2.continue the guest 

3. {'execute': 'drive-mirror', 'arguments': {'device': u'drive_image1', 'mode': 'absolute-paths', 'format': 'qcow2', 'target': '/usr/share/avocado/data/avocado-vt/images/target1.qcow2', 'sync': 'full'}, 'id': '46JUBq5D'}

4. check the status until it offset reached len
{'execute': 'query-block-jobs', 'id': 'ZU9k0BEr'}
{"return": [{"io-status": "ok", "device": "drive_image1", "busy": false, "len": 32212254720, "offset": 32212254720, "paused": false, "speed": 0, "type": "mirror"}], "id": "ZU9k0BEr"}

5.{'execute': 'block-job-complete', 'arguments': {'device': 'drive_image1'}, 'id': 'B5EBtNzs'}
{"return": {}, "id": "B5EBtNzs"}
{"timestamp": {"seconds": 1463726380, "microseconds": 249193}, "event": "BLOCK_JOB_COMPLETED", "data": {"device": "drive_image1", "len": 32212254720, "offset": 32212254720, "speed": 0, "type": "mirror"}}

6.compare 

[root@intel-e52650-16-4 ~]# /bin/qemu-img compare /usr/share/avocado/data/avocado-vt/images/win10-64-virtio-scsi.qcow2 /usr/share/avocado/data/avocado-vt/images/target2.qcow2
Content mismatch at offset 317201920!

7. i tried several times ,and always got the mismatch, do you have any suggesstions,thanks.

Comment 14 Gu Nini 2016-05-20 07:21:45 UTC
(In reply to Yang Meng from comment #13)
> kernel-3.10.0-229.35.1.el7.x86_64
> qemu-kvm-rhev-2.1.2-23.el7_1.12.x86_64
> 
> 
> i met this problem on the version above
> 

Jeff,

After add the block-job-complete step, we still met the problem both manually and in auto on the latest rhel7.1z qemu-kvm-rhev version with 100% reproduce rate; however, we failed to reproduce the bug in the latest qemu-kvm-rhev versions of both rhel7.2z and rhel7.3.

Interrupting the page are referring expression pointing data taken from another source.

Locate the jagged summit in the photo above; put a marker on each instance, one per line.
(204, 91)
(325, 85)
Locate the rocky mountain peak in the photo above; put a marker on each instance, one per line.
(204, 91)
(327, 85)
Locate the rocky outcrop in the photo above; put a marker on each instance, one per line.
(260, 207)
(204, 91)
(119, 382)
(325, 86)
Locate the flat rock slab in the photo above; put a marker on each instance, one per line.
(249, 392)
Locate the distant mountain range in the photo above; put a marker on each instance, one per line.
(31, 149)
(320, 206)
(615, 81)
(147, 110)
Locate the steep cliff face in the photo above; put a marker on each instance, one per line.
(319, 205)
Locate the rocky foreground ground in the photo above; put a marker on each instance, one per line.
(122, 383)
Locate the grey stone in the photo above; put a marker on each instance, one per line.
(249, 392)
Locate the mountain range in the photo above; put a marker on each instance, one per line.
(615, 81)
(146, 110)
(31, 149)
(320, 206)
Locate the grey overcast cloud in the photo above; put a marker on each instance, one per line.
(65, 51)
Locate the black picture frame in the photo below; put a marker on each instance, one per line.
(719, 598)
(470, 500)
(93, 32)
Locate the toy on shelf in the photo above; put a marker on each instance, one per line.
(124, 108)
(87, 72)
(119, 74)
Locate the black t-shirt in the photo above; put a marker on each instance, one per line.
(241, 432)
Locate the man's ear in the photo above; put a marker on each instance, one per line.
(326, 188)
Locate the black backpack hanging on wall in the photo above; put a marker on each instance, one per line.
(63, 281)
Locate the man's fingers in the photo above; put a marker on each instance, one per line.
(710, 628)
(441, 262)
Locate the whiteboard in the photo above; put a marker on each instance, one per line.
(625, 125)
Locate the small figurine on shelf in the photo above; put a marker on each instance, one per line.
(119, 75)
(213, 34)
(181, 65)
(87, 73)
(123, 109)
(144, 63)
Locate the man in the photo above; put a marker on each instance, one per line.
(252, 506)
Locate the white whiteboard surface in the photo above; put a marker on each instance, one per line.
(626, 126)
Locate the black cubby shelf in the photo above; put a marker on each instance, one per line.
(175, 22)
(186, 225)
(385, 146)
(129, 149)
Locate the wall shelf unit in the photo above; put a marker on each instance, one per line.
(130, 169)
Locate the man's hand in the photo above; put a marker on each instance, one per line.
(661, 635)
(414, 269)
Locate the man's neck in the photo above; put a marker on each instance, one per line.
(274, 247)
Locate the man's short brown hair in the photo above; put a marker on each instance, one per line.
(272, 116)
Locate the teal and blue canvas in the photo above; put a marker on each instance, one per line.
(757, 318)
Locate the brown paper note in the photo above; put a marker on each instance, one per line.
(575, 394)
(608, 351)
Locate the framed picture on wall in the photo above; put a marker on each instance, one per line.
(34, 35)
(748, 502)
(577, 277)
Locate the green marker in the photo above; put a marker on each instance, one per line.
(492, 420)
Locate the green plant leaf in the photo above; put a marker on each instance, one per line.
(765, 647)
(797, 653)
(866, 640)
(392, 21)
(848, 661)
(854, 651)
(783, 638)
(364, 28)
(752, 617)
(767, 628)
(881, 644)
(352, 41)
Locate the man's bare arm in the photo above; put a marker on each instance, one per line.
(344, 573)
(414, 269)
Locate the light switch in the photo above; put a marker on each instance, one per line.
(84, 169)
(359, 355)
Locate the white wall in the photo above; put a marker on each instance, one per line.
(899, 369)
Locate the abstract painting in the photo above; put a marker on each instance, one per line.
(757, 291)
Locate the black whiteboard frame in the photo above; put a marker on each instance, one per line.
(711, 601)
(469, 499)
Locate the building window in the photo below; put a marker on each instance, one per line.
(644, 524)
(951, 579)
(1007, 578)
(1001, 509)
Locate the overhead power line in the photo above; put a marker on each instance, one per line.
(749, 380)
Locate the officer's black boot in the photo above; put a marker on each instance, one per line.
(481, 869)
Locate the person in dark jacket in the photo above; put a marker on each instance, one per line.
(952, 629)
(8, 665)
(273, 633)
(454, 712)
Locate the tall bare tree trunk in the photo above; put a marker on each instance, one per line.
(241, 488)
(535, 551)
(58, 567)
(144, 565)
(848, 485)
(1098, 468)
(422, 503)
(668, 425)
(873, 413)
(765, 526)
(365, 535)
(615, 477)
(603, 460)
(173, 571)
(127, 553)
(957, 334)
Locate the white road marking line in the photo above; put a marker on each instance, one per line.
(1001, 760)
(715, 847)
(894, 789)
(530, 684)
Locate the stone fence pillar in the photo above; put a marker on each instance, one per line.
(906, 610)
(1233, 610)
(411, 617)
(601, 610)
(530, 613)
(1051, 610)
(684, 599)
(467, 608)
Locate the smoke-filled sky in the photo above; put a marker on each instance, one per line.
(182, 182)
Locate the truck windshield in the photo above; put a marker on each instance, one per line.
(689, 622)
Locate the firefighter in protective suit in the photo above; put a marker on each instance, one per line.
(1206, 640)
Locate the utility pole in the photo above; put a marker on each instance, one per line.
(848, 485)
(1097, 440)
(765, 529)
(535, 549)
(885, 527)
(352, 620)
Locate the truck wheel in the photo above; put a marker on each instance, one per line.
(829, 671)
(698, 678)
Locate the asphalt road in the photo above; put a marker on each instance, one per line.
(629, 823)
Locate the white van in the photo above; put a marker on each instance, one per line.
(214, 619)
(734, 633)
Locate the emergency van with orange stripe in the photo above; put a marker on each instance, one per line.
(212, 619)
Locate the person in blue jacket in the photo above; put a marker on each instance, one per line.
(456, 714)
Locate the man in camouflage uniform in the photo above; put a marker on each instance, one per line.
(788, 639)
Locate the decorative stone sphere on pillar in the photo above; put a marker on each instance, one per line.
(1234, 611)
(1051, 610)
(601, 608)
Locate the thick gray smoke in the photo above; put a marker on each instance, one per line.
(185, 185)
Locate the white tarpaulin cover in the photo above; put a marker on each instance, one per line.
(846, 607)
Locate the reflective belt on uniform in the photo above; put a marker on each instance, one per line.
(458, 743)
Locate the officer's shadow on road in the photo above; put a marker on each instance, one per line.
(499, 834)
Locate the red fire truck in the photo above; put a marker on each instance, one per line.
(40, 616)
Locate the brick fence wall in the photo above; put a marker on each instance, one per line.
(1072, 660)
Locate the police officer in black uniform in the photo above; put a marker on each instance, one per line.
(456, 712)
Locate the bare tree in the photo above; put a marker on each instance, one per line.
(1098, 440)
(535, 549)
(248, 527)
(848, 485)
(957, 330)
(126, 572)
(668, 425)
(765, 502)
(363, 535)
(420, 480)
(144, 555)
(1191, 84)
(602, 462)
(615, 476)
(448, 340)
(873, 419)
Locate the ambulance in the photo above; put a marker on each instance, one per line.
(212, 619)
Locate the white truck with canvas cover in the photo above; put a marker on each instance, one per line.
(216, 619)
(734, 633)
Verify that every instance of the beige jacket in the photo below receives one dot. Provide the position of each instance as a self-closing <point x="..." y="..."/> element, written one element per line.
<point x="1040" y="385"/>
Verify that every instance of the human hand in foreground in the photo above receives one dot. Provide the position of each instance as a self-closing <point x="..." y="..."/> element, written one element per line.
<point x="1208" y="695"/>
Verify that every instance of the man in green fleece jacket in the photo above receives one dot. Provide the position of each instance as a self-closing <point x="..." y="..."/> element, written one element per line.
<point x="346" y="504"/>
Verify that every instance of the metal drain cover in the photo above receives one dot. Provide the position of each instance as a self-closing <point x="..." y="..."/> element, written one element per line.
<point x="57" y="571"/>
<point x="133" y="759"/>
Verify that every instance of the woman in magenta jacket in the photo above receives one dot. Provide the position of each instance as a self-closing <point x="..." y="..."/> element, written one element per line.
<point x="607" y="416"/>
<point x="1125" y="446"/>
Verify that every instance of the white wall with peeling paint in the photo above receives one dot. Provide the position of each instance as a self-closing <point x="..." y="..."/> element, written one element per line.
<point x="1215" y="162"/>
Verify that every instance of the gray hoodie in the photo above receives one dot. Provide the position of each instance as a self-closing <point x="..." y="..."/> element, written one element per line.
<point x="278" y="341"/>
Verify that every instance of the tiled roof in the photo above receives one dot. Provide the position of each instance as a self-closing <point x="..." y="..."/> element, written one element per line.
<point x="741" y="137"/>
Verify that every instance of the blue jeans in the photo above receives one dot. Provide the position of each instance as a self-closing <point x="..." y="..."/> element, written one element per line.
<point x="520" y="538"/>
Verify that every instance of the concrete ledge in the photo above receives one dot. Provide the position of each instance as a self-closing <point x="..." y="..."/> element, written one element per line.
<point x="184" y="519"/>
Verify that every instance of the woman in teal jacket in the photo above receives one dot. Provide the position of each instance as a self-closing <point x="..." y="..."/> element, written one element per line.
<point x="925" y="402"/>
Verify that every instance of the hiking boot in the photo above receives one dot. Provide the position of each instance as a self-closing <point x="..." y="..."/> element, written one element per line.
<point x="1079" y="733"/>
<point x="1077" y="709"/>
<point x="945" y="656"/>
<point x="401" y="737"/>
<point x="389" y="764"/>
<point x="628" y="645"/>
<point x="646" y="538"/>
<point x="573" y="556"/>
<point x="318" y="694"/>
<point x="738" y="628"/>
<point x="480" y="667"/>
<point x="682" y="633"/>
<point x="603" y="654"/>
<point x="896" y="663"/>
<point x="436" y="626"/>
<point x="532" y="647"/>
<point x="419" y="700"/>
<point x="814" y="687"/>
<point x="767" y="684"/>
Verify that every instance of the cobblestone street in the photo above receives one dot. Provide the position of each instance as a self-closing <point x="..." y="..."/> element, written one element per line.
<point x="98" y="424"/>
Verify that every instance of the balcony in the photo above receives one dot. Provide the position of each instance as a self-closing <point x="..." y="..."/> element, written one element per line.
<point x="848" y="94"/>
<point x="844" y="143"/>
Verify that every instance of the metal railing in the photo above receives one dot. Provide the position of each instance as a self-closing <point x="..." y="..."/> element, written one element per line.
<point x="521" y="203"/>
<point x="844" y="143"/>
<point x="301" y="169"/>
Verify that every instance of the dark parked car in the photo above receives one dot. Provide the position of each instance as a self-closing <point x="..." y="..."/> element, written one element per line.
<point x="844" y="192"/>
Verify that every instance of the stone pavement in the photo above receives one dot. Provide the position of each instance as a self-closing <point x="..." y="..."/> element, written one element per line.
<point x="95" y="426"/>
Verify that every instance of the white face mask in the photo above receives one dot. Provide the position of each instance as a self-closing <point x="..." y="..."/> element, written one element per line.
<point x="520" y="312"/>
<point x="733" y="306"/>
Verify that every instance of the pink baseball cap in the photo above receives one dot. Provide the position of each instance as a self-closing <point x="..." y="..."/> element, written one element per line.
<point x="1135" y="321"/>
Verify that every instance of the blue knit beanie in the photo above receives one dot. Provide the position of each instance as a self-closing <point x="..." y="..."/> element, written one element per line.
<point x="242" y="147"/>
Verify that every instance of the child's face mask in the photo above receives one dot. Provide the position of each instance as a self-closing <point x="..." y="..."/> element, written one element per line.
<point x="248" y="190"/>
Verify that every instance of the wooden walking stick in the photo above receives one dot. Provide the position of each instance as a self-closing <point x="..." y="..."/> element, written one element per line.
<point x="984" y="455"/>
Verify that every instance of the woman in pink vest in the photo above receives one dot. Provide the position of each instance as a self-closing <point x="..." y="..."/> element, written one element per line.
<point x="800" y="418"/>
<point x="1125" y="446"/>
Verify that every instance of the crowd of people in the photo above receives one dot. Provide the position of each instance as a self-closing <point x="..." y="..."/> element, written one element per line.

Comment 15 Yang Meng 2016-05-25 02:31:17 UTC
tried on 
qemu-kvm-rhev-2.1.2-23.el7.x86_64
libvirt-daemon-driver-qemu-1.2.8-16.el7_1.5.x86_64
qemu-img-rhev-2.1.2-23.el7.x86_64
qemu-kvm-rhev-debuginfo-2.1.2-23.el7.x86_64
qemu-kvm-common-rhev-2.1.2-23.el7.x86_64
qemu-kvm-tools-rhev-2.1.2-23.el7.x86_64

also hit the problem,could you help to check, thanks.

Comment 16 Ademar Reis 2016-05-25 20:05:01 UTC
(In reply to Gu Nini from comment #14)
> 
> After add the block-job-complete step, we still met the problem both
> manually and in auto on the latest rhel7.1z qemu-kvm-rhev version with 100%
> reproduce rate; however, we failed to reproduce the bug in the latest
> qemu-kvm-rhev versions of both rhel7.2z and rhel7.3.

So given 7.2.z and 7.3 work, I'm changing this BZ to CURRENTRELEASE. AFAIK there are no plans or requests to release a fix to 7.1.z.